Teaching yoga in Jinja prison and observing and mentoring Timothy a Ugandan male teacher has bought me back to the essentials of yoga: self enquiry, centering, letting go, present moment awareness and being of service to others. Together we have approached the students with an open heart and mind. Prisons in Uganda are very different from the rest of the world. Lawyers go missing, people are held without bail, judges are bribed, people are held for years without trial. Instead of assuming they are inherently evil and deserve to be locked away, we look at each student as a human being with a story obviously crime is involved, we then approach that as a result of unresolved trauma.

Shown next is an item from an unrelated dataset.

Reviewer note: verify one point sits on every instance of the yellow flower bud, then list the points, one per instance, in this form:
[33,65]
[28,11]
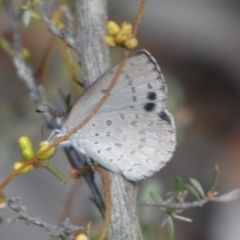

Our teaching methodology unpacks and addresses years of malnourishment, no education, abuse and trauma. Through breathing exercises, dynamic sequences, and deep relaxation, we teach anger control and management, stress reduction, and how to create inner peace wherever you are.

I have wondered how I fit into this role I helped create, me a white female yogi in a male prison. Dressed in lululemon pants and shaktishanti top. I’m good at creating flows, finding ways to adjust asanas to suit individuals….but in an African prison where do I fit in?

I wonder if my traumas are enough to help me understand theirs. Do my wounds, stories, hurts, failures, abandonment issues even scratch the surface in comparison? In my heart I know I don’t need to compare or compete. We have all endured trauma, sadness, loss and the feeling of being let down. What is different is along the way my privileged education, finances, family and community have given me tools, stability and safety to overcome life’s challenges. The prisoners don’t necessarily have these luxuries. So unresolved trauma stays unresolved.

Trauma whomever it belongs to stays locked in the body. The hips hold painful memories, the neck and shoulders hold stress, we build an armour around the heart to protect it from loss and hurt.

This is where the power of yoga, the magic gets to happen. As we stretch and strengthen the body we begin to create space for movement, space for letting go and space for change. We develop a sensitivity and awareness to our body and our breath. An appreciation for what it is capable of and of what it does each moment that goes unnoticed. This simultaneous strengthening, sensitivity and awareness are incredibly healing.

I remind them that there are many distractions on the outside; pain, war and illness to name a few. Even with the privileges that many of us have, there is an immense amount of suffering everywhere and that the only way out of the inner prisons we all seem to live in is to discover the wealth that abounds in our hearts, bodies and minds.

If I can lift one student then I know I have found a place.